Hong Kong bookseller Lam Wing Kee: China 'wants to know who leaked details' for anti-Xi Jinping books

HK bookseller says sensitive content made Beijing anxious

Mr Lam was one of five booksellers who went missing in Hong Kong last year. He says politically sensitive information and increased book sales could have caused concern to Chinese authorities who, he says, abducted him for questioning.
Mr Lam was one of five booksellers who went missing in Hong Kong last year. He says politically sensitive information and increased book sales could have caused concern to Chinese authorities who, he says, abducted him for questioning. ST PHOTO: JOYCE LIM

Over the past eight months, bookseller Lam Wing Kee was interrogated 30 to 40 times by Chinese agents. Each session lasted about half an hour.

In the end, the grilling zeroed in on this: Who were the sources that provided the material for the anti-Xi Jinping books that sold so well among mainlanders?

Mr Lam said the Chinese authorities' pursuing of the Causeway Bay Books booksellers - even, as many believe, at the cost of discrediting the "one country, two systems" formula - was likely driven by this goal.

"What they (the Chinese authorities) really wanted to know is, who gave the information for those books," he said in an interview with The Straits Times yesterday.

The crackdown on the booksellers has come at a time when Chinese President Xi Jinping is working to cement his power, including over rivals and vested interests.

The books sold by the store did not aid in this mission. Some contained steamy gossip about Chinese leaders' private lives; others purported to offer inside information about the internal power dynamics within the leadership. Most have been characterised as delivering a mix of truth and exaggeration.

Some observers believe some of the information may have been leaked by high-placed sources looking to damage the image of Mr Xi, who has been waging a nationwide anti-graft campaign.

"The books contained very politically sensitive content; they were an invasion of the privacy of the Chinese leaders, who could be split by factions," acknowledged Mr Lam, who is being investigated by China for mailing the banned books to customers on the mainland.

He added that increased book sales in recent years could also have galvanised the authorities into actions that have angered Hong Kongers - alleged extralegal abductions including in Hong Kong itself, lengthy detention and coerced confessions from the five booksellers.

Three years ago, Mr Lam began mailing books to customers on the mainland.
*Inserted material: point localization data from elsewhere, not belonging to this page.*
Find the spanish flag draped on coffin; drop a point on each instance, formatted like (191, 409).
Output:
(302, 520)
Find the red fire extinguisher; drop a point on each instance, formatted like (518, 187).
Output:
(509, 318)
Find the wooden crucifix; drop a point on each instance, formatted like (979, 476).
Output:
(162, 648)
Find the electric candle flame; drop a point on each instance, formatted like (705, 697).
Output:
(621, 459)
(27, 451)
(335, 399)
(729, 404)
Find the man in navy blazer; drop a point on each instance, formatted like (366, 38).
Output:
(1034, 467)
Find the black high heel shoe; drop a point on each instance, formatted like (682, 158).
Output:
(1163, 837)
A year later, he sold Causeway Books, which he founded in 1993, to Mighty Currents, the publishing firm owned by Mr Lee Bo. Since then, more books unflattering to Mr Xi, who took power in 2012, have been published and sold.

"Perhaps our sales volume has also increased too significantly in recent years, resulting in adverse effects on the mainland," said Mr Lam. "With increased demand, some people have also been smuggling our books to the mainland."

On average, the bookstore sent about 15 packages to the mainland every week. Each package contained about eight books. In a year, that added up to about 5,800 books.

While the figure may be insignificant given the 1.3 billion people in China, Mr Lam believes the Chinese authorities were looking to rout out those behind the books.

He denied having any contact with the books' authors and said he only ran the bookstore.

Asked if it was true that Mighty Currents was planning a book titled Mr Xi And His Lovers, Mr Lam claimed he was unaware of it.

In the interview at the Democratic Party's office at the Legislative Council, the 61-year-old appeared relaxed as he recounted the details of what at times seemed more like an espionage thriller.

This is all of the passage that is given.